But in addition to specimens of Lactarius as I have just described it, we occasionally find extraordinary specimens. Specimens which have a few important differences from the milky caps we are used to seeing. They are similar (and theoretically could therefore be included in the genus) because they have all three characters listed above: brittle flesh full of sphaerocysts; latex exuded when the tissues are ruptured; and spores with ornamentation that is iodine-positive. Yet they are different because their cap develops in such a way as to enclose their gills, and the gills are no longer vertical plates, but have become crumpled or convoluted to form a spongy, chambered mass. Since the cap remains closed, the spores obviously cannot escape. This sounds as if it would be a serious problem for the fungus: after all, have not mushrooms evolved to be spore-making and spore-launching machines? And if the spores are not released into the atmosphere, how will they be dispersed? Yet if we remember that the lungs of land vertebrates evolved from the swim-bladders of their fish ancestors, and the wings of birds from the forearms of their earthbound reptilian ancestors, we will appreciate that evolution, guided by environmental forces, often drives organisms in unforeseen directions. Something of this kind appears to be happening to the Lactarius, and we must assume that some other way of dispersing the spores has been evolved.

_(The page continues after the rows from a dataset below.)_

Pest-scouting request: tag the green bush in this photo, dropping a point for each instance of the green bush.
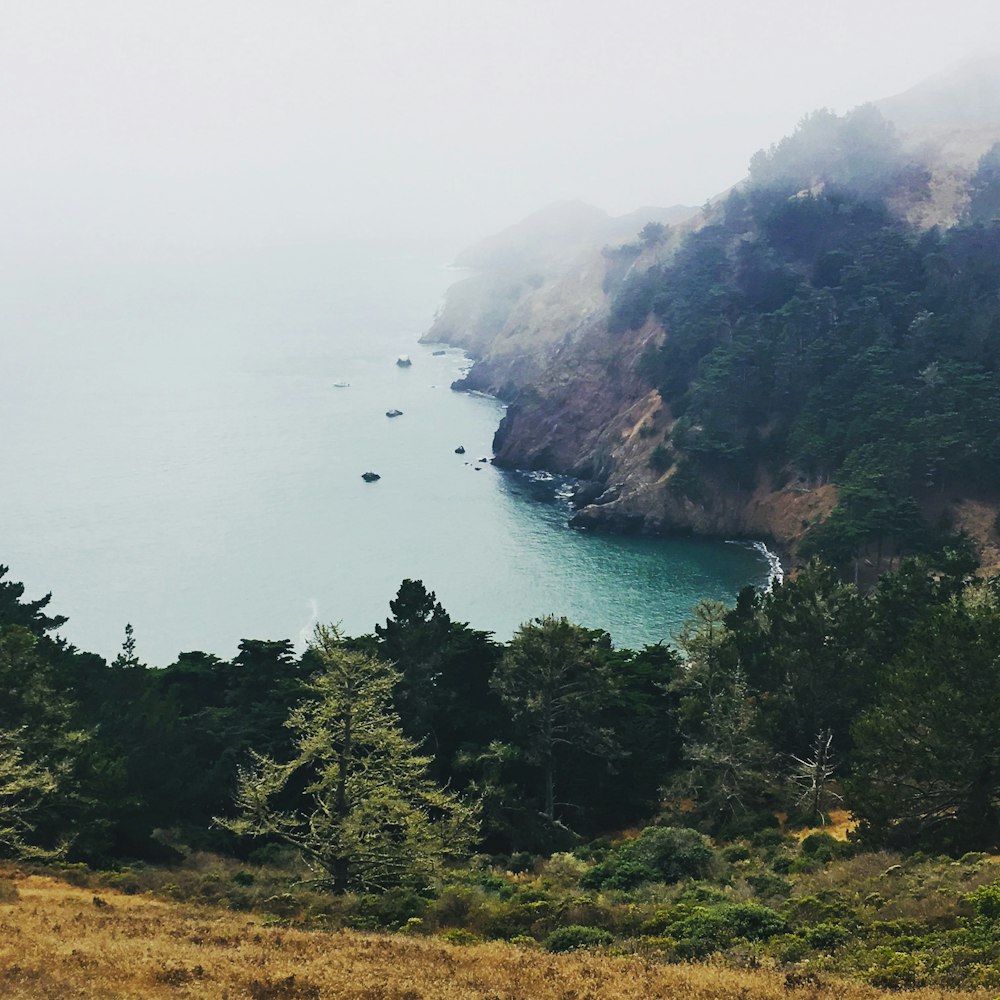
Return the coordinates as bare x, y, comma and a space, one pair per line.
827, 936
575, 936
390, 910
769, 886
705, 930
658, 854
986, 901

If we now cut away the edge of the unopened cap which is obscuring the gills, and try to make a spore print, we will not succeed. No spores will be deposited. This is not because the mushroom is either unripe or overmature. If we examine some of the basidia under a microscope, we will see that they have produced mature basidiospores. But the basidia have subtly changed. The four spores tend to develop symmetrically (not offset) on the sterigmata, and they tend to remain attached to the sterigmata: they are never forcibly discharged, as they were in normal Lactarius fruit bodies.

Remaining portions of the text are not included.